Two years ago tonight, I was on the ride of my life.
I understood that I had a serious, life threatening condition that could advance at any moment.
I understood that my unborn daughter, who had reached 33 weeks of gestation, was also at risk.
I heard them tell me that they were planning a possible c-section for the morning.
I was on a fast to prepare.
I understood all of this,
Though these facts are things that I understand with much more clarity today.
Today I understand that the picture was much more severe than I grasped then.
My worries should have all paled to the fact that my life was on the line.
The health of my kidneys and liver in question.
The possibility of stroke high.
And the impact that any of the related complications could have had on my children and husband.
I get it, today.
I slept for about two hours on this night two years ago.
The emotions that surrounded me were too intense to calm.
This was not new to me.
I had been in the hospital on bed rest for eight days,
After bed rest at home did not stop my aggressive pre-eclampsia.
And my pregnancy had been at risk for months.
The emotions just kept growing… and there were as many positive as there were negative.
Creating a storm too fiery to give way to sleep.
The next morning, I woke up to blood draws and an ultrasound.
NST's and a long visit from a dear friend.
The kitchen sent a breakfast for me,
And this is how I knew that we'd been given more time.
But before my lunch arrived, I had to give in to the severe headache I'd been trying to suppress.
My doctor happened to come in with the nurse when I called her,
And I saw the look pass between them before they stepped in the hall.
I have no idea how much time passed from that moment until
My doctor told me that my baby girl, only 33 weeks and 1 day inside of me, would be born
Soon.
Those seconds, or minutes, passed in a storm of intense emotions that made them fast and slow at once.
I called Andy, I called my Dad and asked him to book a flight for my mom.
I listened numbly to the stream of specialists that came in and out of my room.
I can't tell you much of what they said,
But I do remember being told I was the highest priority to get into the OR and she'd be coming soon.
Less than four hours later she was alive.
Her life started in the midst of a storm,
And she was the brightest sunshine.
It wasn't a smooth start.
We could have lost her in the first day,
And the second and the third were extremely scary.
On the eighth day, my miracle was free of two chest tubes,
Free of her nitric oxide,
Free of the bilirubin lights,
Free of her ventilator,
And the biggest miracle that day was that she was completely free of oxygen support.
No cannula - first day off of the vent.
And I, I got to hold my baby for the very first time.
There were so many moments in that NICU.
Yes, some were scary and saw puddles of tears flowing from my eyes.
But mostly, it was the other way around.
Mostly I saw one miracle after another.
At home, we were surrounded by a support system I hadn't known was there.
Our lives were filled with so much life.
And on her 27th day, she came home.
The first month of her life remains the most intense of mine.
I wish I could share what it was like.
How even in desperation I was always sure there would be reason.
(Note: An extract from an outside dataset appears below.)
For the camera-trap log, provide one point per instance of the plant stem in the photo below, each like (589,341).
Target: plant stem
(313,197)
How I felt hundreds of hands lifting me up,
How I knew I was witnessing miracles,
How every moment of each day was so big.
I could spend hours,
Paragraphs,
Trying to explain it.
And still not do it justice.
But I know that those of you that have dealt with life and death,
Those of you that have witnessed miracles,
Have been in moments just like the ones I remember.
So much has happened in two years.
My little girl is perfect.
She has two little scars where her chest tubes once were.
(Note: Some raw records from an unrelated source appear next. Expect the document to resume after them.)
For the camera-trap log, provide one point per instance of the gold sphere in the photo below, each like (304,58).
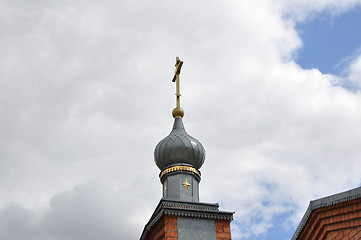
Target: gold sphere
(178,112)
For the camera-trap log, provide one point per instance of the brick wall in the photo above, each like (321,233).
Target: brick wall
(166,228)
(223,230)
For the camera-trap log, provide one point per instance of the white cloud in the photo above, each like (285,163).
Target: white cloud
(86,94)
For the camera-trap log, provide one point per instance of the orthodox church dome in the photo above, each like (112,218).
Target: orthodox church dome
(179,148)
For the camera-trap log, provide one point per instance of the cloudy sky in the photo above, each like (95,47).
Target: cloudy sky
(271,89)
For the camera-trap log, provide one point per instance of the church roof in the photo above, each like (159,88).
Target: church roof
(339,198)
(179,148)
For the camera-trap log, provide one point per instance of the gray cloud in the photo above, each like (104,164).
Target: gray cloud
(86,95)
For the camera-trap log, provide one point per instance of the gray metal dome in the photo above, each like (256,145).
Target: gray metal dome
(178,148)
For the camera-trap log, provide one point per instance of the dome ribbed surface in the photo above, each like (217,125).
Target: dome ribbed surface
(179,148)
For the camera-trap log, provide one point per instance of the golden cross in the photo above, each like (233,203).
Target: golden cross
(186,184)
(178,66)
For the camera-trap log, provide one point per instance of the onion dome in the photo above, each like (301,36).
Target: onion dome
(179,149)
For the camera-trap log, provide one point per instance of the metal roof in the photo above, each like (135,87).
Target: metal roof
(325,202)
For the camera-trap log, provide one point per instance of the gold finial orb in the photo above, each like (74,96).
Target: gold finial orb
(178,112)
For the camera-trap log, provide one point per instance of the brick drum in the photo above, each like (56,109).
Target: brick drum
(165,229)
(223,230)
(339,221)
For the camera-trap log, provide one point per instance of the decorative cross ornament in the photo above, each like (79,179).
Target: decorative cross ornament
(186,184)
(177,112)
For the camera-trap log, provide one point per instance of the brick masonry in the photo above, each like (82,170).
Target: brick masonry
(223,230)
(165,229)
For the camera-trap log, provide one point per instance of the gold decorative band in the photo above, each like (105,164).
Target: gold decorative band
(179,168)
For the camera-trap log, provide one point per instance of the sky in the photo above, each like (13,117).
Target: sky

I see them every day when I dress her.
And they remind me that we've seen a miracle.
They remind me that she is strong.
And they make me conscious of how lucky we are that she is "just" a little girl today.
Our story is so happy.
I understand that my experience was not terrible.
For me it is the hardest, most intense, thing I have endured in my 38 years.
Everything is relative.
People often back pedal on their own stories of intense births when they learn ours.
But I tell them to go ahead, because that is their truth - and my story does not diminish theirs.
I hope anyone reading this will give me the same liberty.
And realize that I know we are lucky.
I know there are many, many stories of greater hardship.
In a week and a half, we'll revisit the NICU that saved her life.
We'll be there to see her picture hanging on a wall as part of a project to help current NICU families.
I know that I'm going to feel a lot of emotion that day.
I've felt those emotions, that have faded in the past two years, grow again as we approach her birthday.
The biggest of all, gratitude.
In many ways, I feel like my life started with hers.
This is not to say that everything that happened before her was less.
But since her, I'm just so much more aware of everything.
I'm more open to see the miracles that surround us.
I work harder to make every day mean something.
Tonight I remember.
I cry.
I rejoice.
I write about it all.
Tomorrow I'll greet my Macie Drew with a Happy Birthday.
I'll make the day as special as I can for her.
And I'll offer my own prayer of gratitude for every day we've had together.